- Location of Franpipe

Location
- Country: Norway, France
- Start: Draupner E riser platform
- Passes through: North Sea
- To: Port Ouest, Dunkirk, France

General information
- Type: Natural gas
- Owner: Gassled
- Operator: Gassco
- Technical service provider: Statoil
- Commissioned: 1998

Technical information
- Length: 840 km (520 mi)
- Maximum discharge: 19.6 billion cubic meters per year
- Diameter: 42 in (1,067 mm)

= Franpipe =

Natural gas pipeline from the Draupner E riser in the North Sea

The Franpipe is a 840 km long natural gas pipeline from the Draupner E riser in the North Sea to the receiving terminal at Port Ouest in Dunkirk, France. The gas transported to France originates mainly from Sleipner East and Troll Vest gas fields. The pipeline was officially inaugurated on 9 October 1998.

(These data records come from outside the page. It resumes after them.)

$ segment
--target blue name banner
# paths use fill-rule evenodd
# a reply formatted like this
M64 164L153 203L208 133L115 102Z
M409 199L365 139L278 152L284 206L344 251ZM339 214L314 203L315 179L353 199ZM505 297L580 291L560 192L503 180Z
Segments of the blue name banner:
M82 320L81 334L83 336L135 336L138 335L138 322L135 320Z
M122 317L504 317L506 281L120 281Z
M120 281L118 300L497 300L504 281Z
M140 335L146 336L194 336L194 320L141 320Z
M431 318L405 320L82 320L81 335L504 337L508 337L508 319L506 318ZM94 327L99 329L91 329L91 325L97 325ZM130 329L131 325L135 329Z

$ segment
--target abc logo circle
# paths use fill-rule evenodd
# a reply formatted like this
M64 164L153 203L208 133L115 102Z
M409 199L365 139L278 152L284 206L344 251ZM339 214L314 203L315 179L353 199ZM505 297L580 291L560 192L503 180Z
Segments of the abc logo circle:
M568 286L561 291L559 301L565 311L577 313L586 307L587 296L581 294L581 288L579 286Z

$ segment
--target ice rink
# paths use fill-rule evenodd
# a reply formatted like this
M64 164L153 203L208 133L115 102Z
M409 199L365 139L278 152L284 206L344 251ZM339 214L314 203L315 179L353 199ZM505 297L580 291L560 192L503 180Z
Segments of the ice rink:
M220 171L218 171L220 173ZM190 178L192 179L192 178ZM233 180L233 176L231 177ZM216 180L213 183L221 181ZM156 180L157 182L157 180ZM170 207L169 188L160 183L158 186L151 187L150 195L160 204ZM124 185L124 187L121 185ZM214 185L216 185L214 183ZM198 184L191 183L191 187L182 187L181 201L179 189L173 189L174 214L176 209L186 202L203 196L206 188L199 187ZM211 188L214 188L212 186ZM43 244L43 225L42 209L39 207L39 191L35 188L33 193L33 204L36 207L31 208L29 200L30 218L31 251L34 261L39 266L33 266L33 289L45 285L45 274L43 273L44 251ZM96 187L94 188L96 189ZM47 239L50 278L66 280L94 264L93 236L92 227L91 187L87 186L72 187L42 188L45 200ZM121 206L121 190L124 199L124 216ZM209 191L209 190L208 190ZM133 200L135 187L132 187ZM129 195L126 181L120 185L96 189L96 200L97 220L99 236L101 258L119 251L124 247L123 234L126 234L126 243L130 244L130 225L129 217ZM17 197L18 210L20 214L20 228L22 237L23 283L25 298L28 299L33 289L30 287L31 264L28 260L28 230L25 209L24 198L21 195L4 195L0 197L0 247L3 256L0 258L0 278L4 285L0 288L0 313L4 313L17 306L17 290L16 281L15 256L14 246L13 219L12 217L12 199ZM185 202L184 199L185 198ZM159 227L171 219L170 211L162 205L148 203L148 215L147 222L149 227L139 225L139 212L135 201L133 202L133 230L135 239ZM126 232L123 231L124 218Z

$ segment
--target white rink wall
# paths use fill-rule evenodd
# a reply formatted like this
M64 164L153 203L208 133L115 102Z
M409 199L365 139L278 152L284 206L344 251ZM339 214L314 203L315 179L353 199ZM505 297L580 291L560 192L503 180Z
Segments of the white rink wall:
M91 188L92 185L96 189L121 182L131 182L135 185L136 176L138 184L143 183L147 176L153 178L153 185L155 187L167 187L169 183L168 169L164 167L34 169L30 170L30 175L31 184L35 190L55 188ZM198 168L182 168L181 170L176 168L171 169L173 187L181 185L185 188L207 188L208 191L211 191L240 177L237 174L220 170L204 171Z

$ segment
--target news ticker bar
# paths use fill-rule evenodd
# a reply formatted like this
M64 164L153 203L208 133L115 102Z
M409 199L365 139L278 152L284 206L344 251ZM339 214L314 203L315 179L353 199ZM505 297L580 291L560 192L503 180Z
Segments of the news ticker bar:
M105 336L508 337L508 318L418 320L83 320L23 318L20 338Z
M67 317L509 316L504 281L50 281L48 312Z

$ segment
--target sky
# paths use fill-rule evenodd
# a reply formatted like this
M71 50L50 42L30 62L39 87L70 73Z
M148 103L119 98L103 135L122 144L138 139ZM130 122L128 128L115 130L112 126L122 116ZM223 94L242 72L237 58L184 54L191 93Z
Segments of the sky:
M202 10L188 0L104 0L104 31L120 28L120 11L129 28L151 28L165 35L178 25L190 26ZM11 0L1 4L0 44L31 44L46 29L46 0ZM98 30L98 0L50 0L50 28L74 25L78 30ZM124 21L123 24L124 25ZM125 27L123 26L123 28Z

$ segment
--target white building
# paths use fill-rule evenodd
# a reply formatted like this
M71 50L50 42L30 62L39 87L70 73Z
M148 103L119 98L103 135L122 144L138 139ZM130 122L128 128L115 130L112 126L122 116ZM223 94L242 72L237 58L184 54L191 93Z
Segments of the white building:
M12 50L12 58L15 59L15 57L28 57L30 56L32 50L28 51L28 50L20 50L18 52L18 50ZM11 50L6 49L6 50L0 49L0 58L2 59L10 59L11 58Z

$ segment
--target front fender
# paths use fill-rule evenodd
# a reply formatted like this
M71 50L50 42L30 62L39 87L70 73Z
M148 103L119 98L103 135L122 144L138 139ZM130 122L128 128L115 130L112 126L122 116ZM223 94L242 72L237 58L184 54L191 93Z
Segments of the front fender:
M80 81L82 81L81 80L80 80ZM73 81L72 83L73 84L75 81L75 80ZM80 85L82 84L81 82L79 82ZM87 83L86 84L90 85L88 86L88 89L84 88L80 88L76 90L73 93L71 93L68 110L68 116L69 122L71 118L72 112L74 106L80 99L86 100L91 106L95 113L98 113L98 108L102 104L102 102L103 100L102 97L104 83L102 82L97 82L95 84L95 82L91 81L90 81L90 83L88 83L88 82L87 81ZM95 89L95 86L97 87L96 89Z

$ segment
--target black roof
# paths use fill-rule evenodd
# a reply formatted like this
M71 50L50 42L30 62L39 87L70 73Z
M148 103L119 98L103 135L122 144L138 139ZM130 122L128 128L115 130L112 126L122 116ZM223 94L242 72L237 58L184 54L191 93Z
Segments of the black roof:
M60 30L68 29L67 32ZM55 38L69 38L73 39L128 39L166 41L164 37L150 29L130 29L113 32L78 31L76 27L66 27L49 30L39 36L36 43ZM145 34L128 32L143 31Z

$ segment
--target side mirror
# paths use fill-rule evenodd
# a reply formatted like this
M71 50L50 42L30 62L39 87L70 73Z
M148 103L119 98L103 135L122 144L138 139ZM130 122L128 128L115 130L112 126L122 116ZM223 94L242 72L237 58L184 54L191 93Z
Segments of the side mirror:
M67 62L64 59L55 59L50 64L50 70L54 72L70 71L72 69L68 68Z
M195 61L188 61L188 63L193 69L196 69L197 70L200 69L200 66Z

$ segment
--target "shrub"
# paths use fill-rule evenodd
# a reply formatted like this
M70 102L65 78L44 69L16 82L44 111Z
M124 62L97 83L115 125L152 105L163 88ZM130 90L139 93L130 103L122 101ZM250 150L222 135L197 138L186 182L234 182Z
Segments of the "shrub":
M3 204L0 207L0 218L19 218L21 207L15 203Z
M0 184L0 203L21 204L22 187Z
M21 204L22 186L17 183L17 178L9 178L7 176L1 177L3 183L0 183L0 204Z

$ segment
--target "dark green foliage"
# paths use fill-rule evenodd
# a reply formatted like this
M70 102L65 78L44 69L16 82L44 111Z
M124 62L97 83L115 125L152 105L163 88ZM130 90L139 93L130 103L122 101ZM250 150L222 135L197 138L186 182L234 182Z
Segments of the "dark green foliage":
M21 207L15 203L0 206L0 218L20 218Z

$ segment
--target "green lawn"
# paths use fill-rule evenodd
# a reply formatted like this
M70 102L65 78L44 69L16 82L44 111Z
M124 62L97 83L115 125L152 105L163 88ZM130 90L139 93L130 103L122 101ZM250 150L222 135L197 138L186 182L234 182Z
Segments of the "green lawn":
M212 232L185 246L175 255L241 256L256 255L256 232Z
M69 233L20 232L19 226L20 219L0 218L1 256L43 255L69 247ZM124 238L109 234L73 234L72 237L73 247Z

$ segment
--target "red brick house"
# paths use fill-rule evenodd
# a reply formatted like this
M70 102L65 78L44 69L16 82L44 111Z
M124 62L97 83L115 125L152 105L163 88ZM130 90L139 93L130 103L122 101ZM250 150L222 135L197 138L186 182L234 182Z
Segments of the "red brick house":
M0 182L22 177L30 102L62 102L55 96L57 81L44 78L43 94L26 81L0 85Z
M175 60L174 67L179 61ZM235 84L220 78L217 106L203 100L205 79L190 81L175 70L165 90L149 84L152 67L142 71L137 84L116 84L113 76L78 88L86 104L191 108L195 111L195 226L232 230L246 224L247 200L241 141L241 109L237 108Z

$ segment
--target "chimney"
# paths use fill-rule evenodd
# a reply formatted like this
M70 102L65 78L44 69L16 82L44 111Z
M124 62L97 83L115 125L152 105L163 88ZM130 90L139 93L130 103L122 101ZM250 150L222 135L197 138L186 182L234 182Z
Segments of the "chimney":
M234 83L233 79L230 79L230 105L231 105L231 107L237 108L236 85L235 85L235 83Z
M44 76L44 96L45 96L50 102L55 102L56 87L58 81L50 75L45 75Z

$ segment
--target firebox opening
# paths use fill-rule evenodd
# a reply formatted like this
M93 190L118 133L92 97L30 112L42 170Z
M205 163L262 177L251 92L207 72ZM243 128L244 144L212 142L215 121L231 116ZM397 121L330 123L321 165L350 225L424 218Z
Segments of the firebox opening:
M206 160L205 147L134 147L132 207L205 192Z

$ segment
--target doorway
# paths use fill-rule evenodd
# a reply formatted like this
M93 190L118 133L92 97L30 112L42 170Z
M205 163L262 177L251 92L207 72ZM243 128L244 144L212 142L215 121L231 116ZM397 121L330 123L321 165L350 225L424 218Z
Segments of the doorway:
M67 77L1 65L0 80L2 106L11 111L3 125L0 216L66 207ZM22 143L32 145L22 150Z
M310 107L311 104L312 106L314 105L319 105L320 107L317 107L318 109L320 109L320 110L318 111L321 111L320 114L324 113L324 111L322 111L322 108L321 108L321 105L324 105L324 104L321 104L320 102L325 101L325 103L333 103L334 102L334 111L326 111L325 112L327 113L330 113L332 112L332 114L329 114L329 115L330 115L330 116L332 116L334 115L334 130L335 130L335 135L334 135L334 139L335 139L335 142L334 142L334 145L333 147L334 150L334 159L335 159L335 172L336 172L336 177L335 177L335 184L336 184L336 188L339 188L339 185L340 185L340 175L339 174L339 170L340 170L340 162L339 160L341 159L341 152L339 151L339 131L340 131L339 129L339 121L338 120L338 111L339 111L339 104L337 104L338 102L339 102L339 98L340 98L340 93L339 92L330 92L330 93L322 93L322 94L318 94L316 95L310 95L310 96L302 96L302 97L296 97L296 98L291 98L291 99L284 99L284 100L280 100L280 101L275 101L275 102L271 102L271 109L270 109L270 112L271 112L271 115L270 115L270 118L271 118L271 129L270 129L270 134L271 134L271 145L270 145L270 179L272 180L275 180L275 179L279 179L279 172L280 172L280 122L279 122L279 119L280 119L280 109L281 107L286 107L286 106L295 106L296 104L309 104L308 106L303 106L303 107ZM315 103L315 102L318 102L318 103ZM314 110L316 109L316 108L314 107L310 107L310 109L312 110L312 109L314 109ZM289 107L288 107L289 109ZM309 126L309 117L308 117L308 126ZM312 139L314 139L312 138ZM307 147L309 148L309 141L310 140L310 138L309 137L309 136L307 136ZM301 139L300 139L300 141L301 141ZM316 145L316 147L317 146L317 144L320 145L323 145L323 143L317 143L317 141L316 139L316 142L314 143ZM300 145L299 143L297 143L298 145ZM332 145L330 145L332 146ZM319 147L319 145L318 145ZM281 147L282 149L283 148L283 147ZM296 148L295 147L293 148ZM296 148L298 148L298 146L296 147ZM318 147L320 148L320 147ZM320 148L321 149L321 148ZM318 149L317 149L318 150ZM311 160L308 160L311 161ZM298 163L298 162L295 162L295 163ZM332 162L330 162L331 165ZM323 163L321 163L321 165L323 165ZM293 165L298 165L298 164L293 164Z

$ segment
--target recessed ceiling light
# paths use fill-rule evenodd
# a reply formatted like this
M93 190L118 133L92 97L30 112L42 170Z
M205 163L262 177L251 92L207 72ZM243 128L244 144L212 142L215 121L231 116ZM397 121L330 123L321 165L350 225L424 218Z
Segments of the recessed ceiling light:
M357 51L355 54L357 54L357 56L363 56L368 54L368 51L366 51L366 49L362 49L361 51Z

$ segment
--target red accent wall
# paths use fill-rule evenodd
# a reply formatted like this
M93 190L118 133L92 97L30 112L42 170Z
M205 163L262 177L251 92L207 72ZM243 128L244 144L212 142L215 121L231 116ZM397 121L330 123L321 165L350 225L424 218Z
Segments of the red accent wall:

The diameter of pipeline is 42 in and the capacity is 19.6 billion cubic meters of natural gas per year. It cost 10.6 billion NOK. The pipeline is owned by Gassled partners and operated by Gassco. The technical service provider is Statoil.

The Dunkirk receiving terminal is owned by the Gassled partners (65%) and GDF Suez (35%). The Dunkirk terminal is operated by Gassco from Gassco's Zeebrugge control center.